Senator from Quebec (Saurel)
- In office 1993–2000
- Preceded by: Fernand Leblanc
- Succeeded by: Jean Lapointe

Personal details
- Born: July 19, 1940 Laurierville, Quebec, Canada
- Died: February 22, 2026 (aged 85)
- Party: Progressive Conservative
- Profession: Hotelier

= Fernand Roberge =

Canadian politician and hotelier (1940–2026)

Fernand Roberge (July 19, 1940 – February 22, 2026) was a Canadian a hotelier and politician who served as a senator.

In 1977, Roberge became the first French Canadian to be chief executive officer of the Ritz-Carlton Hotel in Montreal and held the post for over 12 years. He was also part-owner of the hotel until selling his interest in 1991 to the Rolaco Group of New York.

He was appointed to the upper house by Prime Minister Brian Mulroney in May 1993, a month before the Progressive Conservative leader retired from office. Mulroney and Roberge were long time friends.
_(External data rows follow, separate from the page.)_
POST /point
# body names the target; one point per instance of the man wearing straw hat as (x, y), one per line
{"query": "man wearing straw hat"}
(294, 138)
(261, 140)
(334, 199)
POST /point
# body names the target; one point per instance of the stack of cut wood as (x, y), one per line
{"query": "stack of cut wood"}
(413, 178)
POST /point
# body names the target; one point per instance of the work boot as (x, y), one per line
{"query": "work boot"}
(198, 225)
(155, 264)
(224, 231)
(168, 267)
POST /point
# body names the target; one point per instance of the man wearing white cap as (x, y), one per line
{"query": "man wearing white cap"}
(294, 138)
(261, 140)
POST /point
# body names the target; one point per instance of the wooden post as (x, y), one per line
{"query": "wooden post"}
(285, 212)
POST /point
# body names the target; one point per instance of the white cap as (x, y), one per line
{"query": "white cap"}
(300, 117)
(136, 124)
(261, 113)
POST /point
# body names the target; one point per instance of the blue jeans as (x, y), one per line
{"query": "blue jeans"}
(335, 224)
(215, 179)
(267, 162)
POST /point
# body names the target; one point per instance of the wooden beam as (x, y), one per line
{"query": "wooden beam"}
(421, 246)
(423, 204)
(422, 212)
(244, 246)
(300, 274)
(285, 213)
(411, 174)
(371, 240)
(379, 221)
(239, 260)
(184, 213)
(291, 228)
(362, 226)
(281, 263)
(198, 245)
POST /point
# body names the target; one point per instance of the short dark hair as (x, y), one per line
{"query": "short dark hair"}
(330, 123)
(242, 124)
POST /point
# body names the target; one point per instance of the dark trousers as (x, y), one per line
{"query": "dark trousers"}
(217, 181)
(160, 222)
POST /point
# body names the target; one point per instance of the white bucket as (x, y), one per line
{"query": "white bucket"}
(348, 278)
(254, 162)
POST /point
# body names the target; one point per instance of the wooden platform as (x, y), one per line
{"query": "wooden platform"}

Mulroney had previously appointed Roberge to the board of Air Canada in 1985.

Roberge had been one of the members of the "Ritz Gang" which helped Mulroney plot the downfall of then-Progressive Conservative leader Joe Clark in 1983 precipitating the 1983 Progressive Conservative leadership convention won by Mulroney.

In the lead up to the 1984 federal election, Roberge was a member of the Progressive Conservative party's candidate selection committee for Quebec. After the election, he was appointed chairman of the Mulroney government's patronage advisory committee for Quebec.

Shortly before the 1993 Progressive Conservative leadership convention, Roberge endorsed Kim Campbell for leader of the Progressive Conservative Party of Canada.

In 1998, Roberge was named one of the 10 senators with the worst attendance record in the chamber. He resigned from the body in July 2000 at the age of 60 in order to spend more time on his business affairs saying in the statement that, "I want to concentrate all my energies on various business projects and this involvement becomes increasingly incompatible with Senate duties in Ottawa."

In 2007, he was appointed chairman of the Ritz-Carlton advisory committee.

From the early 1990s, Roberge was also President and Chief Executive Officer of Stratcorp Inc., a management consulting society where he assists with special projects involving international strategic alliances, mergers and acquisitions and was a special advisor to the firm of Jones Lang LaSalle.

Roberge died on February 22, 2026, at the age of 85.